In step S1041, the newly added tracker in the current frame is recorded as an unacknowledged state tracker unconfirmed tracker; the remaining trackers are trackers that already exist for the previous frame, and the state of the partial trackers may be the same as the previous frame. Specifically, a tracker list is preset, the tracker list can be provided with state information of each tracker, and the confirmed state tracker in the current frame can be obtained according to the tracker list; or acquiring the confirmed state tracker in the current frame according to the characteristic set of the confirmed state tracker. Of course, the specific implementation of acquiring the validated state tracker is not limited thereto, and the present embodiment is merely illustrated herein.

In step S1042, a cosine distance value between the depth convolution feature corresponding to each new detection result in the current frame and the feature set stored in each tracker in this layer is calculated, and a minimum cosine distance matrix cost_matrix is obtained according to the pre-distance value. In addition, a minimum cosine distance value can be selected from the minimum cosine distance matrix to be used as a calculated value of the tracker and the detection result.

In step S1043, a running information constraint is performed in the minimum cosine distance matrix. Specifically, for each tracker, a Martensitic distance (Mahalanobis Distance) between a prediction result and a detection result is calculated, and a value of the Martensitic distance of the corresponding tracker greater than a threshold value of rising_threshold is set to infinity in a minimum cosine distance matrix.

In step S1044, taking the minimum cosine distance matrix after the above processing as an input of the hungarian algorithm, to obtain a linear matching result;

In step S1045, the matching pairs with larger differences in the linear matching result are removed, and in specific implementation, the matching pairs with differences larger than the corresponding threshold in the matching result may be removed, so as to obtain the matching pair matches, the unmatched tracker unmatched tracker and the unmatched detection box unmatched detection after the primary processing.

Next, an IOU tracker candidate set iou_track_candidate is composed for the unacknowledged state tracker unconfirmed tracks and the unmatched tracker unmatched tracker in step S1045 together; the candidate tracker in IOU_track_candidate is matched with the unmatched detection box unmatched _detection (English is fully called Intersection over Union; chinese is fully called cross-correlation).

Specifically, in step S1046, the iou_distance between the candidate tracker in the iou_track_candidate and the unmatched detection box unmatched _detection is determined, so as to obtain a cost matrix.
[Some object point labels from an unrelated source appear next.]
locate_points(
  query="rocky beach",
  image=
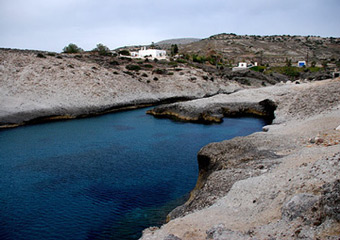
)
(282, 183)
(60, 86)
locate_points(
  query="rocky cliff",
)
(37, 86)
(282, 183)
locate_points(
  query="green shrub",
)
(173, 64)
(132, 67)
(102, 50)
(72, 48)
(147, 66)
(40, 55)
(198, 59)
(159, 71)
(181, 60)
(114, 63)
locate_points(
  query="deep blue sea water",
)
(105, 177)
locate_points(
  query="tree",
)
(102, 50)
(72, 48)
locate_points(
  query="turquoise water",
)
(107, 177)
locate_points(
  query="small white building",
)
(243, 66)
(153, 53)
(301, 63)
(149, 53)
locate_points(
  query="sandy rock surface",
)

In step S1047, in the cost matrix, a combination with the iou_distance greater than the corresponding threshold is set as the threshold, so that the combination is deleted later, and the processed cost matrix is obtained.

In step S1048, the cost matrix obtained in step S1047 is used as input of the hungarian algorithm to perform matching again, and a linear matching result is obtained again;

In step S1049, filtering is performed in the linear matching result obtained in step S1048, deleting the combination with the IOU smaller than the corresponding threshold, and reserving the combination with the larger IOU, so as to obtain the reprocessed matching pair matches, the unmatched tracker unmatched tracker and the unmatched detection box unmatched detection.

And carrying out the following processing according to the obtained matching result:

for the matched pair obtained from the two treatments:

updating parameters of the corresponding Kalman filter according to the detection result corresponding to the matched pair;

storing the depth characteristics of the detection results corresponding to the matched pairs into the characteristic sets of the corresponding trackers;

Wherein the parameters of the Kalman filter include the number of hits; updating the unacknowledged state tracker with the continuous hit times reaching the time threshold in the matching pair to be a confirmed state tracker;

For unmatched trackers that are again processed:

if the unmatched tracker is an unacknowledged state tracker, deleting the unacknowledged state tracker from the tracker list;

if the unmatched tracker is a confirmed state tracker and the corresponding detection result is not matched in all continuous preset frames, confirming that the unmatched tracker is invalid, and deleting the unmatched tracker from the tracker list;

for the unmatched detection frame obtained by the reprocessing:

A new tracker is created for the unmatched detection box.

That is to say:

Matches for matching pairs that have been successfully matched: updating parameters of the corresponding Kalman filter by using the detection result, wherein the updating of the parameters of the Kalman filter comprises the following steps: a series of motion variables, hit times, and reset time_sine_update. And saving the depth convolution characteristics of the detection results in the matching pairs into the characteristic sets of the corresponding trackers. Judging whether the state of the tracker is a confirmed state or not, if the tracker is a non-confirmed state tracker and the number of continuous hits reaches a number threshold, if the tracker has been hit for 3 times, changing the state of the tracker from the non-confirmed state to the confirmed state.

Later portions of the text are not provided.